# Erasmus Neural Networks
http://michalbereta.pl/nn
## Softmax layer


## Before you start

Exacute the examples.

Then, do the tasks and send back the notebook.

Change the name of this notebook according to the schema: {YourSurname}\_{YourFirstName}\_{OriginalFileName}.

Be sure to fill all places with "YOUR ANSWER HERE".
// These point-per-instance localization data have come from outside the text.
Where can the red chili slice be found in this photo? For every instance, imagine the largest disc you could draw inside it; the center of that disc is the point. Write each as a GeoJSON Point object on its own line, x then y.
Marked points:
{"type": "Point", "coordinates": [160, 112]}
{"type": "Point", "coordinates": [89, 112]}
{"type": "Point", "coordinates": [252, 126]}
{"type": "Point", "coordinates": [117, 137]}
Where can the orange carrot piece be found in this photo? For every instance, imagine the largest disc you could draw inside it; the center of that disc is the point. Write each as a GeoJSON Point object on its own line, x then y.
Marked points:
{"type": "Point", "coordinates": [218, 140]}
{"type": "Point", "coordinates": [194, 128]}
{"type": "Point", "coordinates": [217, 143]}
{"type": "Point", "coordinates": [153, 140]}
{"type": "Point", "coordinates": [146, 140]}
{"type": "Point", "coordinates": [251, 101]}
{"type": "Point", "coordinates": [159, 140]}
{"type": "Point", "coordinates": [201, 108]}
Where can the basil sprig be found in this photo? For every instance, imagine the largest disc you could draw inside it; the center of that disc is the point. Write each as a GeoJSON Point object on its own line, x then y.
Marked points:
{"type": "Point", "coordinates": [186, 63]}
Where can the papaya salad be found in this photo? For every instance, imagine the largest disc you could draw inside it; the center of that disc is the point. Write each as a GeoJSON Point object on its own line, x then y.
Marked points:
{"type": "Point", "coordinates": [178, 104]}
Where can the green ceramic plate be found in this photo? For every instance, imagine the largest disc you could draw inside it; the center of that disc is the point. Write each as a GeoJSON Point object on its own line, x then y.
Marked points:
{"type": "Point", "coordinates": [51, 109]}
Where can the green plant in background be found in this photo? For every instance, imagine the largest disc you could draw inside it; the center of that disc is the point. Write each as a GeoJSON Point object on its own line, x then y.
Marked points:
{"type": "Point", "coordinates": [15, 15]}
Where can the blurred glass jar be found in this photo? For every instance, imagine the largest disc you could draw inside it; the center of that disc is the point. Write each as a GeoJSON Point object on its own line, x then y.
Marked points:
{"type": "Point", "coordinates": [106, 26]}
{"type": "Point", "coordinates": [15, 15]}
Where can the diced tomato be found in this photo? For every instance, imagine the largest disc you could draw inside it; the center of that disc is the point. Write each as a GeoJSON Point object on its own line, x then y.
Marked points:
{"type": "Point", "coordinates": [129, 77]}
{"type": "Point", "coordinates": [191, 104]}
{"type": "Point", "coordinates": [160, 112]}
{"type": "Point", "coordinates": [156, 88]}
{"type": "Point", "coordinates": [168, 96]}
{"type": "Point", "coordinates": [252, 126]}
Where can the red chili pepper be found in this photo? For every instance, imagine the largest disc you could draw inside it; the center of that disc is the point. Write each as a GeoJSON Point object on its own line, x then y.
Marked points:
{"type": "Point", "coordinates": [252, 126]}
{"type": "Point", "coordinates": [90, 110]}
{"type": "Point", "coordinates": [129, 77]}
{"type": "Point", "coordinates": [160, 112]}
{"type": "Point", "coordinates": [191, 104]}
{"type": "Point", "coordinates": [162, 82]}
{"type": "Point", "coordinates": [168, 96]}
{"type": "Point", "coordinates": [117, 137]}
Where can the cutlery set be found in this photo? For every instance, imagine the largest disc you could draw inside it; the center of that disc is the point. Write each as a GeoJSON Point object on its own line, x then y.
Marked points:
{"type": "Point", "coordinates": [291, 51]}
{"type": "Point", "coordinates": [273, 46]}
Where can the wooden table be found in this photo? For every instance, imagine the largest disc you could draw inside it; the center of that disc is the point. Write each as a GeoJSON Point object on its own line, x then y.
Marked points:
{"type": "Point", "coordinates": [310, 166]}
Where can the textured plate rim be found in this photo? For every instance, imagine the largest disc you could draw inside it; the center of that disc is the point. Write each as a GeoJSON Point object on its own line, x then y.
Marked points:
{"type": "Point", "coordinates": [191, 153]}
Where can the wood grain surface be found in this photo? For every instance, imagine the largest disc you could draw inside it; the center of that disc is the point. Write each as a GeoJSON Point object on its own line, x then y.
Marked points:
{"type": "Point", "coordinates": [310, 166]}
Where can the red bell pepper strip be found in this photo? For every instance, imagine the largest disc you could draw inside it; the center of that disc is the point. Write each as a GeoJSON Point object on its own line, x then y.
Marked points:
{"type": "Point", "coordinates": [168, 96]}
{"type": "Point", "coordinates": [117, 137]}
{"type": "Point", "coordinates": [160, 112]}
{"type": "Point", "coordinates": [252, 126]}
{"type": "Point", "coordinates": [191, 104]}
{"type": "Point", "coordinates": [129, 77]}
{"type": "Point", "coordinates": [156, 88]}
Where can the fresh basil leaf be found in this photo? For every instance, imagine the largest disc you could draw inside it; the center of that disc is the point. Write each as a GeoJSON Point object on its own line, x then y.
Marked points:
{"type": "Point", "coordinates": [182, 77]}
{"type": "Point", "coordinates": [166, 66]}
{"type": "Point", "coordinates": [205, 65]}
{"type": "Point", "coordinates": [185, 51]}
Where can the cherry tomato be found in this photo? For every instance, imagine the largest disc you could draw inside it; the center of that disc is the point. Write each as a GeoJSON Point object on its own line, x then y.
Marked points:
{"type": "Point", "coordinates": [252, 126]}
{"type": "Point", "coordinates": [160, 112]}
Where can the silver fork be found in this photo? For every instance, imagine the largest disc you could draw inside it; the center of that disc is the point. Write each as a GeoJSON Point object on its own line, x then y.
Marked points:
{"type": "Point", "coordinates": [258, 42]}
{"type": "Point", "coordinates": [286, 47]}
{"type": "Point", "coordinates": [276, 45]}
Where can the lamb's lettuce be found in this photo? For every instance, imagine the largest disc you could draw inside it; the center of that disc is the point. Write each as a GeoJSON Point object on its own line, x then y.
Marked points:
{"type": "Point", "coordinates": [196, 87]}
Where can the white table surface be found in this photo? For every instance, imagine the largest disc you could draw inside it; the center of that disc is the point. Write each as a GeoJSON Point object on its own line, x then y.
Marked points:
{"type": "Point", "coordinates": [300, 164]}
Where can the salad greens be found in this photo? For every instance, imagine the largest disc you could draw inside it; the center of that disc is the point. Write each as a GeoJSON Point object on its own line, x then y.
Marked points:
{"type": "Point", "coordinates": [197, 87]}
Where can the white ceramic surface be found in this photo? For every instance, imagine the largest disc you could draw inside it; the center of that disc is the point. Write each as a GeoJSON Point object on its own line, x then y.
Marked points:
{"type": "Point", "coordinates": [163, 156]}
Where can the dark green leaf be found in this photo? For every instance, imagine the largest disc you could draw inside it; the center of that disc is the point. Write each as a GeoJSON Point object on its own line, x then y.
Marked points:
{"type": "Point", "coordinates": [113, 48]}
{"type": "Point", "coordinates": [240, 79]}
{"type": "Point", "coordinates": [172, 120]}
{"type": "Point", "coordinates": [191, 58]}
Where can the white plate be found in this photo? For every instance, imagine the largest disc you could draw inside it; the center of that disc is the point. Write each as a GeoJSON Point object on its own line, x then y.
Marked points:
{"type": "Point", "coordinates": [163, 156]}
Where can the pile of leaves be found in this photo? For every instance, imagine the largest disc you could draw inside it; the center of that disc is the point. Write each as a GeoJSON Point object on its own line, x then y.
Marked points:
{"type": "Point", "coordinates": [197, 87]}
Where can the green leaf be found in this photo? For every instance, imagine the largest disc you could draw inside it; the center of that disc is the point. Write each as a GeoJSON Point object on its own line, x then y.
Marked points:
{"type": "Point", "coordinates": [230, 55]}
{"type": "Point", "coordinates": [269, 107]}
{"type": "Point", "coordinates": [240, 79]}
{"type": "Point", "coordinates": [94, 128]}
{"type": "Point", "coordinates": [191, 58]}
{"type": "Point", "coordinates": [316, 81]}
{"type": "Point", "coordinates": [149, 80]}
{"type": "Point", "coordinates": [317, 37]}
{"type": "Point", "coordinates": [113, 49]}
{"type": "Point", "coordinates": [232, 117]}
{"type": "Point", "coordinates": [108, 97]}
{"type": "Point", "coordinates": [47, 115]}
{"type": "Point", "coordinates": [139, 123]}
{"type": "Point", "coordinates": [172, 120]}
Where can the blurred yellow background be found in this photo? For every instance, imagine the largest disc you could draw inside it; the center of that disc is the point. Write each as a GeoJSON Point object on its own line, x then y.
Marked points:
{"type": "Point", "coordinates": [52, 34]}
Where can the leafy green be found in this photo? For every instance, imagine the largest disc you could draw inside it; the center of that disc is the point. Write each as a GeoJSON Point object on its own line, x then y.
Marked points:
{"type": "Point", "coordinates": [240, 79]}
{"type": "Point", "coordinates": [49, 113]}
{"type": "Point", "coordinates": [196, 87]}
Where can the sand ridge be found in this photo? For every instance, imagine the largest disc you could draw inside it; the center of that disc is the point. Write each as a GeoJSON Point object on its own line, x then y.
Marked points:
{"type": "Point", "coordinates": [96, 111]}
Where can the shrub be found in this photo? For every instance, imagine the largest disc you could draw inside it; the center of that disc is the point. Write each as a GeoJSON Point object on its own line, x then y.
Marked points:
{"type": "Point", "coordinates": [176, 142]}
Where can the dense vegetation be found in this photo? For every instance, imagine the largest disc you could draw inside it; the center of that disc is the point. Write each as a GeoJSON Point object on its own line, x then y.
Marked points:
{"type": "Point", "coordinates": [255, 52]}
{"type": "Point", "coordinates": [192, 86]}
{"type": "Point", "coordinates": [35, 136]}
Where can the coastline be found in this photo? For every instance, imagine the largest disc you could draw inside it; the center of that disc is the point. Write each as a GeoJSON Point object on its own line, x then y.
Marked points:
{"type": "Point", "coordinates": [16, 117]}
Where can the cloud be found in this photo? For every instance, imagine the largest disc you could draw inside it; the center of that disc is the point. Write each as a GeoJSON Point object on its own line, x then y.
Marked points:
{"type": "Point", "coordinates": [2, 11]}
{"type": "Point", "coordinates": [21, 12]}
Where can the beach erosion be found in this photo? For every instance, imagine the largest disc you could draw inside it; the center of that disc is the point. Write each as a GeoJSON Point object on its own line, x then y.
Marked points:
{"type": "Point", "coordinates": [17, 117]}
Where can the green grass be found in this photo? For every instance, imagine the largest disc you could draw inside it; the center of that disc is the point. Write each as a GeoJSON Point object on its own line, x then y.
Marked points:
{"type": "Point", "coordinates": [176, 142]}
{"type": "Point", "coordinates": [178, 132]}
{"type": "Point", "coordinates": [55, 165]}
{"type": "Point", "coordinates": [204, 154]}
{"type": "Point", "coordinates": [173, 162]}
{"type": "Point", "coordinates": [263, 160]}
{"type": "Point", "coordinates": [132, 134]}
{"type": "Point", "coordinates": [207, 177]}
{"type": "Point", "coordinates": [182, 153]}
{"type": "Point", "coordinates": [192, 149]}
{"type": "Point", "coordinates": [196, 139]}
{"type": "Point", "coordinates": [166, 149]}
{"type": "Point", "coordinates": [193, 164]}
When ready, send the notebook, with all the necessary files zipped, to the teacher.

### Softmax transform



In [None]:
import numpy as np
import matplotlib.pyplot as plt
%matplotlib notebook

#score functions values (unnormalized log probabilities)
f = np.array([10.1, 3.4, 7.5])
print(f)

#unnormalized probabilities
unnorm_probs = np.exp(f)
print(unnorm_probs)

#normalized probabilities
probs = unnorm_probs / np.sum(unnorm_probs)
print(probs)
print(np.sum(probs))

### Softmax transform - trick for numerical stability

In [None]:
import numpy as np
import matplotlib.pyplot as plt

#score functions values (unnormalized log probabilities)
f = np.array([10.1, 3.4, 7.5])
print(f)

#unnormalized probabilities
unnorm_probs = np.exp(f) # this could be numerically problematic
print(unnorm_probs)

#normalized probabilities
probs1 = unnorm_probs / np.sum(unnorm_probs)
print(probs1)
print(np.sum(probs1))

#the trick, for numerical stability
f = f - np.max(f)
print('\nafter the trick...')
unnorm_probs = np.exp(f)
print(unnorm_probs)
probs2 = unnorm_probs / np.sum(unnorm_probs)
print(probs2)
print(np.sum(probs2))
print(probs1 == probs2)
print(np.abs(probs1-probs2).max())

### Experiments with cross-entropy

In [None]:
import numpy as np
dlen = 10

#two uniform random distribution
p = np.random.rand(dlen)
p = p/p.sum()
print(p)
print(p.sum())

q = np.random.rand(dlen)
q = q/q.sum()
print(q)
print(q.sum())

#note that cross_entrophy_pq != cross_entrophy_qp
cross_entrophy_pq = -(p*np.log(q)).sum()
print('cross_entrophy_pq=',cross_entrophy_pq)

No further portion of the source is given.